The applicable principles may be stated in this way. It is not sufficient in interpreting a clause in an agreement to look only at the wording of the clause in order to decide on its meaning and application; instead the clause must be examined in its place in the agreement as a whole. Further, the agreement as a whole, and the clause in particular, must be examined in the context of the factual matrix which gave rise to the agreement and against which the agreement and the clause were intended to operate.

Just as in statutory interpretation, so also in contract interpretation. The fact that the section or clause seems to have a plain enough meaning when viewed in isolation does not preclude, but indeed requires, an examination of the whole text of the statute or agreement, and a consideration of the section or clause in their place in the whole text and in the factual matrix in which they were intended to operate. That process is required in every case of interpretation of either a statute or an agreement.

Of course the process I have described does not detract in any measure from the importance of the words chosen to express the mutual intention of the parties. It merely underlines the view that it is the mutual intention of the party that is being sought and not simply the lexical possibilities inherent in the words chosen to express that mutual intention, perhaps by a third party advisor.

It must always be borne in mind that the function of an interpreting court is to give effect to the mutual intention of the parties and not to create an agreement or an obligation that the parties did not intend, merely because they might well have intended it.

[57]           In Perrin v.

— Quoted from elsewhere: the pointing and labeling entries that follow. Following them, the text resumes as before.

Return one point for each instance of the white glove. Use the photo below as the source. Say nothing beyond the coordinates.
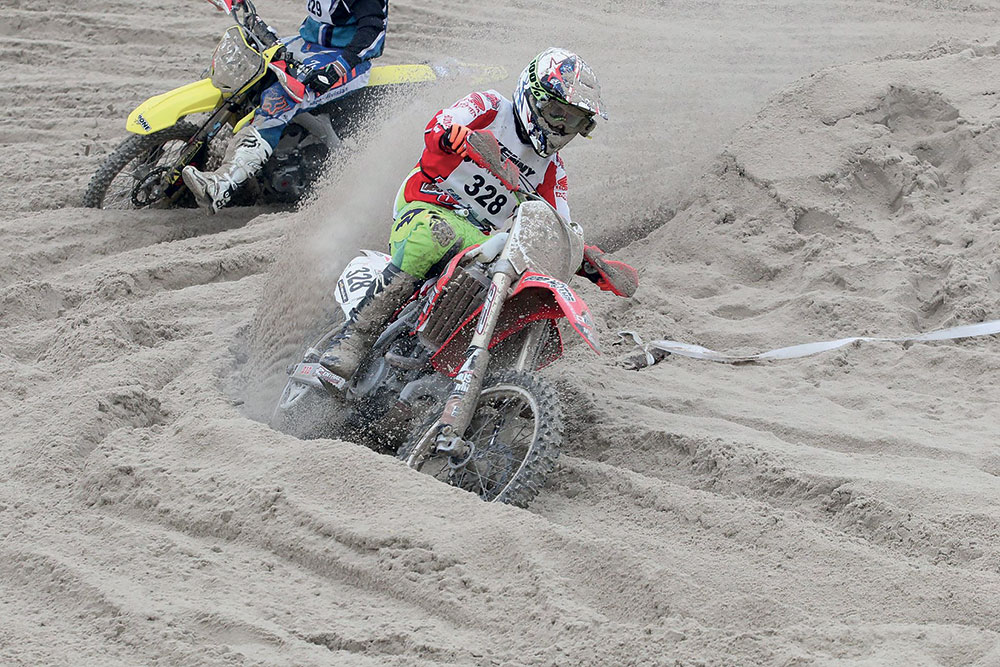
(489, 250)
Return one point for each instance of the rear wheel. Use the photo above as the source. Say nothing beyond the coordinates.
(515, 436)
(135, 175)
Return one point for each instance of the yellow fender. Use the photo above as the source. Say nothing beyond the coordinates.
(164, 110)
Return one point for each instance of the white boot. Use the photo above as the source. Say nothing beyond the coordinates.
(245, 157)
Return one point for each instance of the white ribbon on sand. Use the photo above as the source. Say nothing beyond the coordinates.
(803, 350)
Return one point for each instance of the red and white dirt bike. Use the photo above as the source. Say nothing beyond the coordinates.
(450, 385)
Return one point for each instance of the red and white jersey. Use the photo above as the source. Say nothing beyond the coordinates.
(449, 180)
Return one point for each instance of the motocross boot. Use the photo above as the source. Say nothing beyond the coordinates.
(384, 297)
(245, 156)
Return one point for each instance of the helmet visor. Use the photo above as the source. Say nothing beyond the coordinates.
(566, 119)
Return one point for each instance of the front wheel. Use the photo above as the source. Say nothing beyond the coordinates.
(135, 174)
(515, 436)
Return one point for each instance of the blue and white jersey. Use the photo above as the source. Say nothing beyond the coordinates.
(356, 26)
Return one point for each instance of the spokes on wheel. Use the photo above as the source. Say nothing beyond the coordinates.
(501, 435)
(144, 179)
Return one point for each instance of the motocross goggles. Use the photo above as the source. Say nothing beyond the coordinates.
(565, 119)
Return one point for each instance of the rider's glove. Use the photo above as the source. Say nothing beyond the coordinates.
(489, 249)
(453, 140)
(322, 79)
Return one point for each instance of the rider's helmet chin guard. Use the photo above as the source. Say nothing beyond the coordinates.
(556, 98)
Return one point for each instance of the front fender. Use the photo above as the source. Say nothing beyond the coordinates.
(164, 110)
(573, 307)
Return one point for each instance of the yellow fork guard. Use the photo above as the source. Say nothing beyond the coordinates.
(162, 111)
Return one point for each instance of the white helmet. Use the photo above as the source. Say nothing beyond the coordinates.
(556, 98)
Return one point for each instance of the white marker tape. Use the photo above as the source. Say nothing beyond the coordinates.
(806, 349)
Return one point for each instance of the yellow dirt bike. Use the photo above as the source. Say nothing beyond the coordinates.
(171, 130)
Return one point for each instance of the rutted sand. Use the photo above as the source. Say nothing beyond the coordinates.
(840, 509)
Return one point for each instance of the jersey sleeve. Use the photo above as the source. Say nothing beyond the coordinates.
(554, 188)
(476, 111)
(372, 16)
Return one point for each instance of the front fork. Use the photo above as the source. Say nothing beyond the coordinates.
(461, 403)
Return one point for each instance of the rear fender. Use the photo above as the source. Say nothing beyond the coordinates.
(162, 111)
(573, 307)
(536, 297)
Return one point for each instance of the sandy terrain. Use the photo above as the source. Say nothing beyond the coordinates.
(779, 171)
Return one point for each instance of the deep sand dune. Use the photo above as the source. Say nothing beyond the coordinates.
(836, 510)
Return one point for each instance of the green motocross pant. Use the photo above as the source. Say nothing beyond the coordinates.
(425, 234)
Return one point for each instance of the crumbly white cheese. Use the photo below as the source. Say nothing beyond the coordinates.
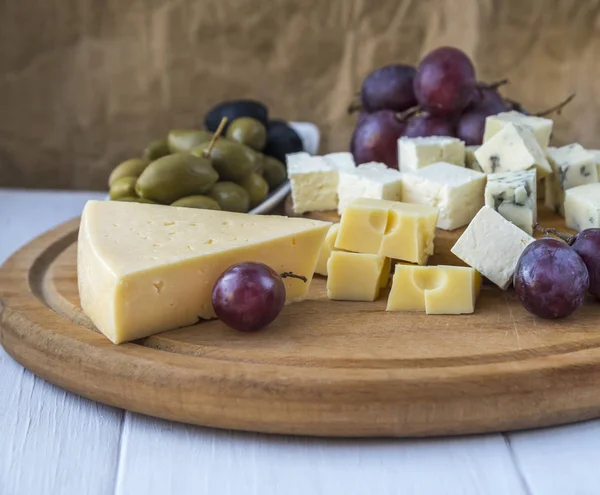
(492, 245)
(456, 191)
(582, 207)
(572, 166)
(416, 153)
(512, 148)
(370, 180)
(514, 196)
(539, 126)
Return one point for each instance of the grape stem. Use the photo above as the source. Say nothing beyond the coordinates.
(293, 275)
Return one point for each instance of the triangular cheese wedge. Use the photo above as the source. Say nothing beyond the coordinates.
(144, 269)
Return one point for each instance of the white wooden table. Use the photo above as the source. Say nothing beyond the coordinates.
(53, 442)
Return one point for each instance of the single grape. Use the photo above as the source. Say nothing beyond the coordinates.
(551, 280)
(445, 81)
(587, 245)
(248, 296)
(375, 138)
(429, 125)
(389, 88)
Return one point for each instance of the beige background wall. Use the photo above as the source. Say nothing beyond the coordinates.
(86, 83)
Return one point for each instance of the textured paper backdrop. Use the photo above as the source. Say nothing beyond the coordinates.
(87, 83)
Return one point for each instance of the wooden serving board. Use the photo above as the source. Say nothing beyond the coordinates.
(322, 368)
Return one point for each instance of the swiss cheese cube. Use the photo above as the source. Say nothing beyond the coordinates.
(434, 289)
(456, 191)
(539, 126)
(419, 152)
(492, 245)
(388, 228)
(512, 148)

Shortreed Joint Venture Ltd., 2009 BCCA 478 (CanLII), 2009 BCCA 478, 277 B.C.A.C. 244 at para. 25, Madam Justice D. Smith made observations consonant with those of Lambert J.A. in Jacobsen:

The factual matrix of a contract is also material to a correct interpretation of its provisions. It is important to ensure that the plain and ordinary meaning of a contract's language is not excluded by the context in which it was made. …

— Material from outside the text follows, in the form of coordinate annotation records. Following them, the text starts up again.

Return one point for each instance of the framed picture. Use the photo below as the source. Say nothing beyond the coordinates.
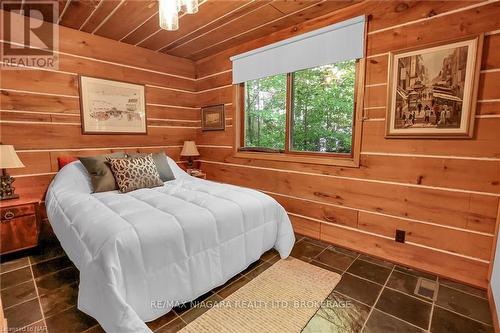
(212, 118)
(112, 107)
(432, 92)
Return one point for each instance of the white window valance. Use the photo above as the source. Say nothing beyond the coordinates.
(338, 42)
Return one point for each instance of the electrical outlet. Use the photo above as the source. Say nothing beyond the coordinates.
(400, 236)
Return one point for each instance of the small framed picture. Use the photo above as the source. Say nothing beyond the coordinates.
(112, 107)
(212, 118)
(432, 91)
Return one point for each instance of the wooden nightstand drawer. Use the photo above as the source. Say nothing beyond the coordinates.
(18, 233)
(9, 213)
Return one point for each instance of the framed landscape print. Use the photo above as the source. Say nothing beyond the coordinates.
(432, 91)
(112, 107)
(212, 118)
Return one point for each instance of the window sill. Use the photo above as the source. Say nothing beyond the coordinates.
(297, 158)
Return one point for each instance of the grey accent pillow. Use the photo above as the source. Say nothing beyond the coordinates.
(101, 177)
(135, 173)
(161, 163)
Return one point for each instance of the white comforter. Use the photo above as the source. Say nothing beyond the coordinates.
(138, 252)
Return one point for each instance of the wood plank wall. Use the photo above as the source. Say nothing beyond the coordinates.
(444, 193)
(40, 113)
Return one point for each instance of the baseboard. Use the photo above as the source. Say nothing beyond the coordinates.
(493, 309)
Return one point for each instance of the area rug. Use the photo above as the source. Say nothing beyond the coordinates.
(281, 299)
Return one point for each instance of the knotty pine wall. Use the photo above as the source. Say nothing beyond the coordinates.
(444, 193)
(40, 112)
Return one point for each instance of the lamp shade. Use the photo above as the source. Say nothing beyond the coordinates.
(189, 149)
(9, 158)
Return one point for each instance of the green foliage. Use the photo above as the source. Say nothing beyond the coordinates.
(265, 112)
(322, 109)
(323, 105)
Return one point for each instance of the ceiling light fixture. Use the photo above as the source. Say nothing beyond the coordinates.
(169, 12)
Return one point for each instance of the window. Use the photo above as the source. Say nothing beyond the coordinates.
(309, 111)
(323, 108)
(265, 112)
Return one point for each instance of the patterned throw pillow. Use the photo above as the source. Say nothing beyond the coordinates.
(135, 173)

[58]           In Reardon Smith Line Ltd. v. Hansen-Tangen, [1976] 3 All E.R. 570 (H.L.), Lord Wilberforce reiterated the opinion he had expressed in Prenn and offered, at 574c, his view as to what the factual matrix might include:

No contracts are made in a vacuum: there is always a setting in which they have to be placed. The nature of what is legitimate to have regard to is usually described as 'the surrounding circumstances' but this phrase is imprecise: it can be illustrated but hardly defined. In a commercial contract it is certainly right that the court should know the commercial purpose of the contract and this in turn presupposes knowledge of the genesis of the transaction, the background, the context, the market in which the parties are operating.

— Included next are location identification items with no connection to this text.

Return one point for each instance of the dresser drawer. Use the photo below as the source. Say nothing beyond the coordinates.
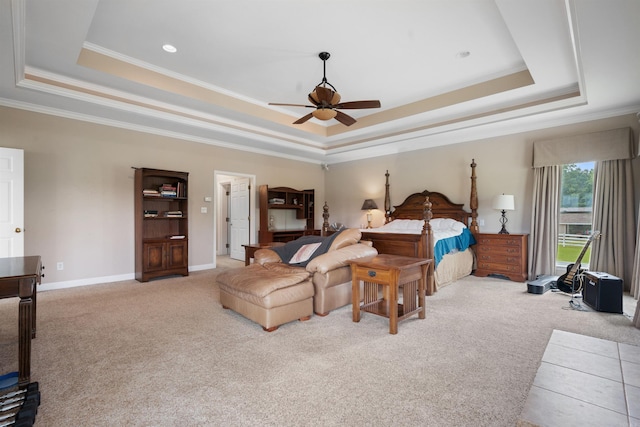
(498, 250)
(502, 254)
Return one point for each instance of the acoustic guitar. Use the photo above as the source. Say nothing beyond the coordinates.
(566, 282)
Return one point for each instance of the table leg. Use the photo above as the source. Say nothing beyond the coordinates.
(25, 329)
(355, 297)
(421, 293)
(393, 307)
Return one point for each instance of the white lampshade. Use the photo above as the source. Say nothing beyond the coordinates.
(504, 202)
(324, 114)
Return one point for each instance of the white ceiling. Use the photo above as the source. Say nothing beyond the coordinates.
(532, 64)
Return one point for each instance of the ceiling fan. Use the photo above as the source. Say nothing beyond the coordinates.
(326, 101)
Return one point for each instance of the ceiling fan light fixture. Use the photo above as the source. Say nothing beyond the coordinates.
(324, 114)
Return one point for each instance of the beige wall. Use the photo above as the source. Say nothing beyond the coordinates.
(79, 185)
(79, 190)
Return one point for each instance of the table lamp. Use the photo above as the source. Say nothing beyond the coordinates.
(367, 206)
(504, 203)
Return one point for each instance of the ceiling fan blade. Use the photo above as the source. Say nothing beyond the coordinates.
(292, 105)
(303, 119)
(358, 104)
(344, 119)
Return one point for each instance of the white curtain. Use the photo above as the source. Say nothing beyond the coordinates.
(635, 278)
(614, 216)
(543, 242)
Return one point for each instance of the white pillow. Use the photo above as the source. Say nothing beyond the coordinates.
(304, 253)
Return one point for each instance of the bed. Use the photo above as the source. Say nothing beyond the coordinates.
(425, 226)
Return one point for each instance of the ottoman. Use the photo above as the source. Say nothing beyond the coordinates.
(270, 294)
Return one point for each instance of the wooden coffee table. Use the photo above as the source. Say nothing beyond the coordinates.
(250, 250)
(18, 278)
(389, 273)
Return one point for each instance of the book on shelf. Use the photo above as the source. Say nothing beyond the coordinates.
(181, 189)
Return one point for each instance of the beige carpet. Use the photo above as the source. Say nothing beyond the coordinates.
(165, 353)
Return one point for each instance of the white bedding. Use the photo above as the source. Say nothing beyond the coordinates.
(441, 227)
(454, 265)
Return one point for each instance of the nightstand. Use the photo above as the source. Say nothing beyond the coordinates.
(502, 254)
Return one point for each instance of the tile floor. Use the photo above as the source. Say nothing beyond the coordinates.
(585, 381)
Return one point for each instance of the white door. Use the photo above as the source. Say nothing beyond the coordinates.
(11, 202)
(239, 214)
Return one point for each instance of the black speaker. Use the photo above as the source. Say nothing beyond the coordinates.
(602, 292)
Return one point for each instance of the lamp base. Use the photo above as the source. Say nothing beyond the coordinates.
(503, 221)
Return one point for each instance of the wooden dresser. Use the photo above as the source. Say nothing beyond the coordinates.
(503, 254)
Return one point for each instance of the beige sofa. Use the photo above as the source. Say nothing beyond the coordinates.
(272, 293)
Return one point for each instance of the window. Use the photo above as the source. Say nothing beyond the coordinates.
(576, 207)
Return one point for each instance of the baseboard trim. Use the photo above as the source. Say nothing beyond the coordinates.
(104, 279)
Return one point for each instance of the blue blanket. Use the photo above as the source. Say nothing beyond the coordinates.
(289, 249)
(456, 243)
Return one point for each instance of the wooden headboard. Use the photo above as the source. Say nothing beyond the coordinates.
(441, 207)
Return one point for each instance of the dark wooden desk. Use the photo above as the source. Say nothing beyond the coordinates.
(18, 278)
(389, 272)
(251, 249)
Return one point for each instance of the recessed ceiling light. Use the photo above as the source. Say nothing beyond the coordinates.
(169, 48)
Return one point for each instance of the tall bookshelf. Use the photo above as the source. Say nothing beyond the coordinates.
(161, 223)
(274, 200)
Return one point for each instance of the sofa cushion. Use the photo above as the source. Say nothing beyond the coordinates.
(339, 258)
(346, 237)
(260, 280)
(304, 253)
(289, 249)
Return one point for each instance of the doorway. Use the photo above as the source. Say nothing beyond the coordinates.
(233, 214)
(12, 202)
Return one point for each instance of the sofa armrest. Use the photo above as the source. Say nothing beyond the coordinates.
(262, 256)
(338, 258)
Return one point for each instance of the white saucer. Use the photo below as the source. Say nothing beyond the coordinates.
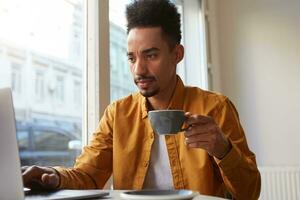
(159, 194)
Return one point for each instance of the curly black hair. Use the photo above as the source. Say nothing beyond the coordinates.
(155, 13)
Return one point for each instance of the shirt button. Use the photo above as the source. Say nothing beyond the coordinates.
(146, 164)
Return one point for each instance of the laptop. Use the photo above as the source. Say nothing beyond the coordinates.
(11, 183)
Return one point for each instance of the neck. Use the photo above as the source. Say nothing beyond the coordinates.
(162, 100)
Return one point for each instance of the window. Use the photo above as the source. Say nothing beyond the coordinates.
(16, 78)
(48, 34)
(39, 86)
(193, 68)
(77, 94)
(60, 89)
(121, 81)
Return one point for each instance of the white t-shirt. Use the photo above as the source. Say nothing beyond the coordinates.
(159, 174)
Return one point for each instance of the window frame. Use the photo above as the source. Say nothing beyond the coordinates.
(97, 73)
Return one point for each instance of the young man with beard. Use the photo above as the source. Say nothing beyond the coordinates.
(211, 157)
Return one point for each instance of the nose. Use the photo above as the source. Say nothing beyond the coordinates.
(139, 67)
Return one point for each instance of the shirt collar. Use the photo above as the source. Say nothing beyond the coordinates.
(176, 102)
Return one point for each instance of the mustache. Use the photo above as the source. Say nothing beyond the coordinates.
(141, 78)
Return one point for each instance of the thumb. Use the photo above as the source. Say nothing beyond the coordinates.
(50, 181)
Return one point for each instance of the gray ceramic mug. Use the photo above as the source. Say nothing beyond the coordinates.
(167, 122)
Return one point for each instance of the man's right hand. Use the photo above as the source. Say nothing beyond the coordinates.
(36, 177)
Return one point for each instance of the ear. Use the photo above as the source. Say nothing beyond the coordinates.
(178, 53)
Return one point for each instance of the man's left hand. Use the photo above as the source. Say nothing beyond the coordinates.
(203, 132)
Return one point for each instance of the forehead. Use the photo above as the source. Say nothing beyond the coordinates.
(143, 38)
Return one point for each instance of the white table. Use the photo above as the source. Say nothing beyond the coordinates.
(115, 195)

[59]           Similarly, in Glaswegian Enterprises Inc. v. BC Tel Mobility Cellular Inc. 1997 CanLII 4085 (BC CA), (1997), 101 B.C.A.C. 62, 49 B.C.L.R. (3d) 317, Lambert J.A. explained what constitutes the factual matrix giving rise to contract formation at para. 18:

… The factual matrix is the background of relevant facts that the parties must clearly have been taken to have known and to have had in mind when they composed the written text of their agreement. It can throw light on what the parties must have meant by the words they chose to express their intention. …

[60]           Madam Justice Smith also gave effect to this point at para. 23 in Perrin:

… In the absence of any ambiguity in the words of an agreement, the intention of the parties is to be determined objectively by attributing a meaning to the words that would be conveyed to "a reasonable person having all the background knowledge which would reasonably have been available to the parties in the situation in which they were at the time of the contract": Investor's Compensation Scheme Ltd. v. West Bromwhich Building Society, [1998] 1 All E.R. 98 at 114 (H.L.).